After a while he’d leave them with a carafe of rough red wine, go to his room and listen to loud music: dance bands and jazz. And not long after they’d be in bed where different noises came to life.
On the third day after he kill
ed the swordfish and pretended to murder Peroni and Falcone he woke alone, wrapped in crumpled sheets like a swaddled infant. The sun was high in the sky already. He checked his watch. Eight thirty. He hadn’t slept this late in years. There were voices in the piazza. Gabriele was at the table in the centre again, Vanni by his side. Lucia came out from the palazzo with coffee, fruit and pastries. Then she looked up at his window and waved.
He did his best to bathe in icy water from the bucket and came downstairs. She met him in the hall, kissed him quickly, and said, ‘Let’s just pretend for now. My father …’ She frowned. Her face seemed paler, careworn in the morning light, the scar more pronounced. ‘Something’s happened. He’s got a lot on his mind.’
‘What do you want me to do?’
‘Be Tomasso Leoni. Be him every second of the day till this is over and I’m gone from here. Back in Capri where I belong.’
Another quick kiss then she ushered him out into the daylight where he blinked against the brightness.

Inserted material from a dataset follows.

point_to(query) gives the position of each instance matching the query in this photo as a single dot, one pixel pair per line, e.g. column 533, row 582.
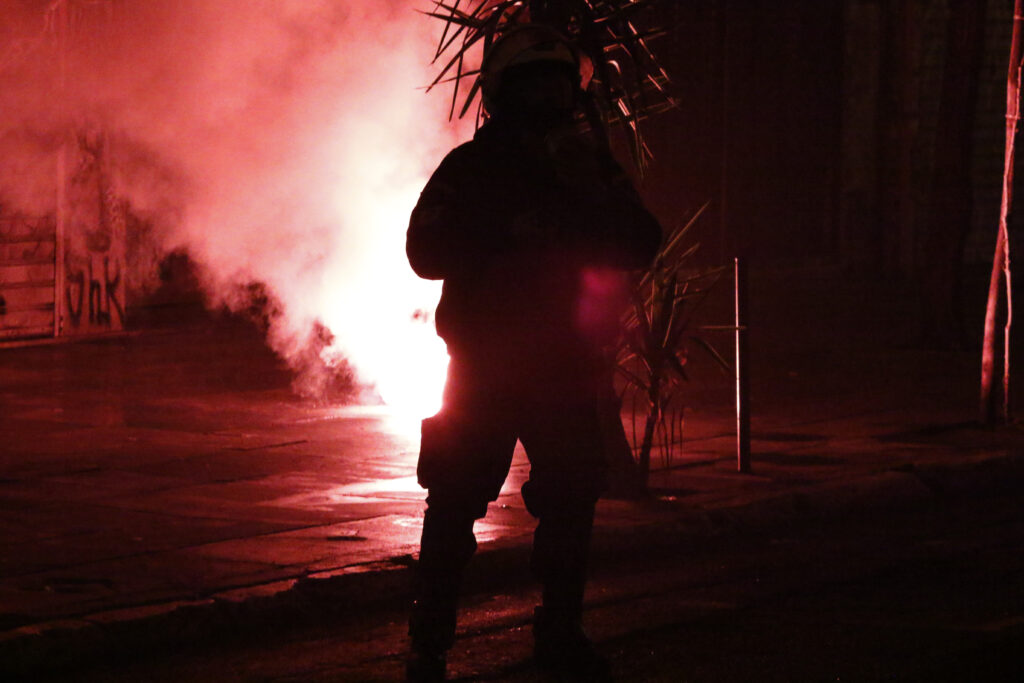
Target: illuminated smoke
column 278, row 141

‘Maso,’ the old man said and waved a welcoming arm. Rocco was there now, his scarlet Alfa parked in a lazy diagonal by the wellhead. ‘We have coffee. We have cannoli. Fruit if you want it. Mountain ham.’
‘He doesn’t eat meat,’ Rocco said straight off.
Vanni listened and nodded his head. ‘Perhaps that’s because he’s Canadian. People are different in different parts of the world. Or so I’m told. I’ve never set foot outside Calabria as my brother here knows. It seems I’m not … wise enough for that.’
Gabriele reached over and took his arm in a strong grip. ‘And what would you do if you travelled? Who’d look after this place? Who’d deal with those mules of yours? They love you so much.’
Vanni gazed at him. ‘They’re donkeys. Call them asses. Not mules. You’ve spent too long away from Aspromonte.’